By Alex Stuart
A number of smaller galleries in the UK are currently exhibiting German artists and, for now, remain open to the public. BASTIAN in London is showing the renowned German-born American artist Hans Hofman’s abstract works executed in the aftermath of the Second World War. Hofman opened an art school in Munich in 1915, stealing students away from the more conservative Akademie der Bildenden Kunst with his innovative teaching methods which included daubing directly onto the students’ work when demonstrating technique. Famously, one of his students was Lee Krasner, who was influenced by his bold use of colour and later went on to become one of the pioneers of abstract expressionism.

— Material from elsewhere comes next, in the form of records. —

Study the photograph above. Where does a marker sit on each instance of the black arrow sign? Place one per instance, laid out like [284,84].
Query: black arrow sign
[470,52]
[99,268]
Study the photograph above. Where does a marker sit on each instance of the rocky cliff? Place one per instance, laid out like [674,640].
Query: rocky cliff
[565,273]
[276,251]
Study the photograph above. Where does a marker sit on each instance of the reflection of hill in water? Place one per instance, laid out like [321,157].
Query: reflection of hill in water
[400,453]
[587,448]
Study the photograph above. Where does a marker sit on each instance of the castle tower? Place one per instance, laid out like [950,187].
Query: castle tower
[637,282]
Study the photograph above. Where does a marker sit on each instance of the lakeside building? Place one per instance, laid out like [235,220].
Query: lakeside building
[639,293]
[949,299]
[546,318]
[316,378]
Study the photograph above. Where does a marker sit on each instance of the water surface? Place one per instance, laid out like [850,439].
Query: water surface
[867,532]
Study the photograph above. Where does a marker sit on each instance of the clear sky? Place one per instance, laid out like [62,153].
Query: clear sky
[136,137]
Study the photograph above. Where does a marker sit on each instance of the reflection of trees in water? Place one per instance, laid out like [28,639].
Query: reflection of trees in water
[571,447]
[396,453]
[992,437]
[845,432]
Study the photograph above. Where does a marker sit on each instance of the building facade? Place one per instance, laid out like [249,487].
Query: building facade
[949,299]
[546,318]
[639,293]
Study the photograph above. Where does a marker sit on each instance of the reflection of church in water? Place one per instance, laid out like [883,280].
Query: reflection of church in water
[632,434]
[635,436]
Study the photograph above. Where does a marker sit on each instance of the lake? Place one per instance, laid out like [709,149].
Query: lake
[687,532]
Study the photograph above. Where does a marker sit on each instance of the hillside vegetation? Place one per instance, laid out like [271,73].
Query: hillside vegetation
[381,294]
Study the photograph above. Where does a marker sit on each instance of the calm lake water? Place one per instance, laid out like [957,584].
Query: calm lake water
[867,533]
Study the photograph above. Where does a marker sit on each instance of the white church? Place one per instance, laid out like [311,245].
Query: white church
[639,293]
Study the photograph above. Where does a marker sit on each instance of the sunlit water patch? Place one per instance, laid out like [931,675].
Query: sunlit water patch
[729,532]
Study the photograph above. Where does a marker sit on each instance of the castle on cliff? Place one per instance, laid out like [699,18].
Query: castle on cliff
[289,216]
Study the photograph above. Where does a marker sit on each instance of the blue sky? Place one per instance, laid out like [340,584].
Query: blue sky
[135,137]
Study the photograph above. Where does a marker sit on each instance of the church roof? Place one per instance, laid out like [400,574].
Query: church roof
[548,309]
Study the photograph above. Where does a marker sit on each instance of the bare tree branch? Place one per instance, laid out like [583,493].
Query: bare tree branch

Yesterday, Sotheby’s 2 gallery in London opened a joint exhibition of Sigmar Polke and Michael Bluthe, two defining artists of the German post-war period. The exhibition follows a narrative of their mutual inspiration and influence as they start living together and with other artists communally, becoming increasingly experimental in their artistic practice as the century wore on.
Michael Buthe, Landschaft mit Schnecken (1990) - part of the 'buthe/polke: friends' exhibition at Sotheby's
In Leeds, the University’s Brotherton Gallery has curated over 165 items belonging to the great critic and historian Herbert Read’s personal library and collection. A self-proclaimed political anarchist, Read edited the still highly influential The Burlington Magazineand curated the first show of expressionist German art in the UK, just before the Second World War, in response to the Nazis’ degenerate art campaign. He was also one of the first scholars in the UK to acknowledge the burgeoning French existentialist movement.
In Edinburgh, the great German philosopher-turned-surrealist Max Ernst takes pride of place alongside the likes of Magritte and Dalí in the Scottish National Gallery’s Beyond Realism exhibition. Escape today’s ominous reality into a dreamworld of irrational images rendered in a realistic style.